The infrared camera of claim 32, wherein the image enhancement processing comprises: contrast stretching.
The infrared camera of claim 33, wherein the image enhancement processing further comprises: detail enhancement and/or pseudo-color mapping.
The infrared camera of claim 31, wherein the infrared image is obtained by performing preprocessing on the original infrared image for correction and/or defect removal.
The infrared camera according to claim 35, wherein the correction preprocessing comprises responsivity correction and/or offset correction of the infrared sensor; the defect removal preprocessing comprises dead pixel removal and/or noise removal .
The infrared camera of claim 31, wherein the at least two infrared images have overlapping pixels.
The infrared camera according to claim 37, wherein, when the processor stitches the at least two infrared images, the maximum value of the first pixel point between the at least two infrared images is The gray value is used as the gray value of the first pixel, wherein the first pixel is any pixel overlapping between the at least two infrared images.
The infrared camera according to claim 37, wherein the processor is configured to perform weighted fusion of overlapping pixels between the at least two infrared images when splicing the at least two infrared images .

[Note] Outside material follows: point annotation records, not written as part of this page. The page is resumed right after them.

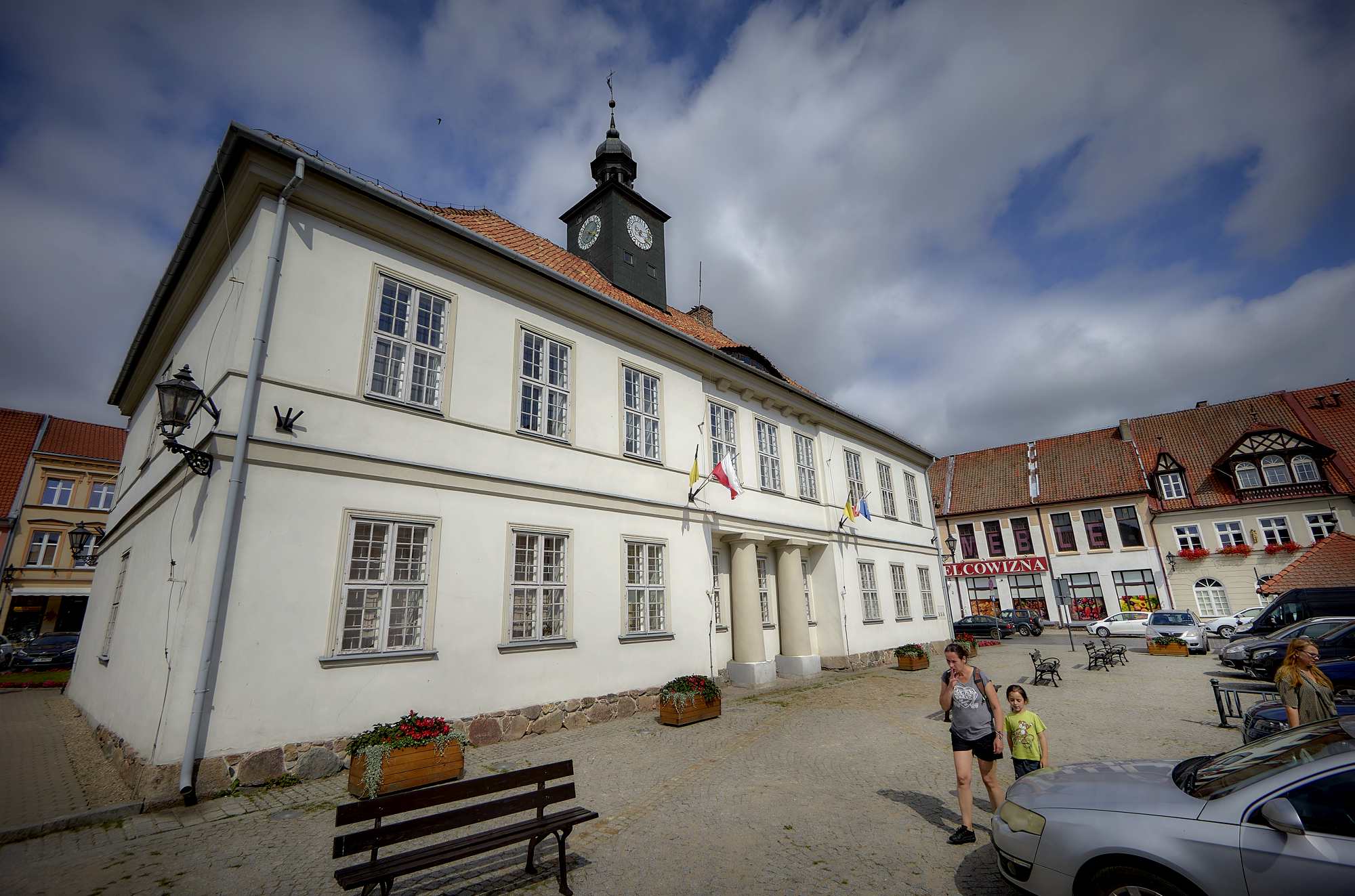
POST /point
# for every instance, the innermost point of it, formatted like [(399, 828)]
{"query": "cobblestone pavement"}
[(843, 786)]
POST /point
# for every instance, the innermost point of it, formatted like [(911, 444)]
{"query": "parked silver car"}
[(1180, 624), (1276, 817)]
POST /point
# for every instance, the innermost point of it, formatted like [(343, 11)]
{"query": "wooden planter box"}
[(694, 711), (410, 768)]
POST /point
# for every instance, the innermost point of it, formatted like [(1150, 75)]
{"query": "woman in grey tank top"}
[(976, 730)]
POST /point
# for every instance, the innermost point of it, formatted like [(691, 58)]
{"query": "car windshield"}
[(1259, 760)]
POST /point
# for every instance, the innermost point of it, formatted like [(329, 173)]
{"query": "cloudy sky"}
[(975, 223)]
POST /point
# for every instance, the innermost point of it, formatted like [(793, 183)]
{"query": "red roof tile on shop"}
[(79, 439), (1330, 563), (18, 431)]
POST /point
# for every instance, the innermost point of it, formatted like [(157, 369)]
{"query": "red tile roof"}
[(18, 429), (1330, 563), (79, 439)]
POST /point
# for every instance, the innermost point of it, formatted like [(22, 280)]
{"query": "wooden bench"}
[(383, 871)]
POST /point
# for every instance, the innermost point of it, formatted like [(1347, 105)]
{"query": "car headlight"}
[(1021, 819)]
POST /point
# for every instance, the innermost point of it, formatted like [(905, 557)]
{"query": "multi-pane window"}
[(385, 586), (1131, 532), (856, 484), (724, 435), (1171, 486), (56, 493), (915, 508), (925, 592), (644, 588), (640, 396), (769, 455), (806, 467), (544, 386), (869, 595), (764, 591), (1276, 530), (43, 549), (1189, 538), (539, 586), (900, 580), (101, 496), (968, 546), (113, 608), (887, 489), (1230, 534), (1064, 538), (410, 345), (1094, 521), (1322, 524), (1138, 591), (994, 535)]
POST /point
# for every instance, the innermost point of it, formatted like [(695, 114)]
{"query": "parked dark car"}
[(1264, 661), (1300, 604), (1026, 622), (1234, 654), (54, 650), (986, 627)]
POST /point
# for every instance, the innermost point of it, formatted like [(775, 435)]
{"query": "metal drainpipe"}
[(231, 524)]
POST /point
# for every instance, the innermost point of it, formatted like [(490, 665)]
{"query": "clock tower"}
[(616, 229)]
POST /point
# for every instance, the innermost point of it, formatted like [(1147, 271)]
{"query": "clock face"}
[(589, 232), (640, 232)]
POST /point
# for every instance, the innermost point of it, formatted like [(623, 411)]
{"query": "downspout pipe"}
[(231, 524)]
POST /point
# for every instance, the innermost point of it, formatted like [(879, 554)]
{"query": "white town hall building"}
[(472, 500)]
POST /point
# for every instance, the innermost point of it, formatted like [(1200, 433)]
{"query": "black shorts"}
[(983, 748)]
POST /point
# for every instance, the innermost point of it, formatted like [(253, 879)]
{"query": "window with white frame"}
[(806, 467), (1171, 485), (899, 573), (43, 549), (856, 484), (769, 455), (915, 508), (1306, 470), (1189, 538), (385, 589), (410, 344), (544, 386), (810, 592), (764, 592), (113, 608), (1322, 524), (646, 593), (101, 496), (1276, 530), (724, 439), (887, 489), (869, 595), (56, 493), (925, 592), (1276, 470), (539, 588), (1230, 534), (640, 397), (1212, 597)]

The infrared camera according to claim 39, wherein when the processor performs weighted fusion on the pixels overlapping between the at least two infrared images, the processor is configured to: according to the thermal radiation corresponding to the infrared images The incident angle is determined, and the fusion weight corresponding to the infrared image is determined; the overlapping pixel points between the at least two infrared images are fused by using the fusion weight.
The infrared camera according to claim 40, wherein the difference between the incident angle and the orthophoto angle is negatively correlated with the fusion weight.
The infrared camera according to claim 31, wherein the at least two infrared images are linearly stretched with the same contrast.
The infrared camera of claim 31, wherein the first target infrared image is used to determine the temperature of the object in the first target infrared image according to the mapping relationship between grayscale values and temperature.
The infrared camera according to claim 31, wherein the at least two infrared images are obtained by separately photographing different areas of the target.
The infrared camera according to claim 31, wherein the infrared camera is connected to a pan/tilt, and the at least two infrared images are captured by the infrared camera at different angles under the control of the pan/tilt.
The infrared camera according to claim 31, wherein the processor comprises any one of the following: a field programmable logic gate array, a central processing unit, a digital signal processor, and a graphics processor.
A computer-readable storage medium, characterized in that, the computer-readable storage medium stores instructions, and when the instructions are executed by a processor, the infrared image processing method according to any one of claims 1-15 is implemented.